En primer lugar, identificarnos con esta oración. Podemos prestarle a Jesús labios y corazón para que siga dirigiendo estas palabras al Padre y repetir cada día confiadamente su oración. La unidad es un don que viene de lo alto: tenemos que pedirlo con fe y sin cansarnos nunca.

Tiene que estar además en el principio de nuestros pensamientos y deseos. Si es el sueño de Dios, queremos que sea también el nuestro. Cada tanto, antes de tomar una decisión o emprender una acción, podemos preguntarnos: ¿contribuye a construir la unidad?

Finalmente, tendremos que acudir adonde haya faltas de unidad evidentes y asumirlas como lo hizo Jesús. Puede tratarse de conflictos familiares o entre personas que conocemos, tensiones en el barrio, desacuerdos en el trabajo, en la parroquia. No debemos dejar de atender los desacuerdos y las incomprensiones, no debemos ser indiferentes, sino aportar nuestro amor hecho escucha y atención al otro para compartir el dolor de las separaciones.

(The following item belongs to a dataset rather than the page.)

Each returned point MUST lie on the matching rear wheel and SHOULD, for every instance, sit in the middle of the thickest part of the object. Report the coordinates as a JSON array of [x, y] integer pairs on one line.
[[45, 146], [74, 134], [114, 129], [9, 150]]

En particular, debemos vivir en unidad con quienes están dispuestos a compartir el ideal de Jesús y su oración, sin detenernos en malos entendidos o divergencias, aceptando lo menos perfecto en unidad antes que lo más perfecto en desunidad, aceptando con alegría las diferencias, considerándolas una riqueza para esa unidad que no es nunca uniformidad.

Esto a veces significará una cruz, pero es el camino que Jesús eligió para reconstruir la unidad de la familia humana, el camino que queremos recorrer con él.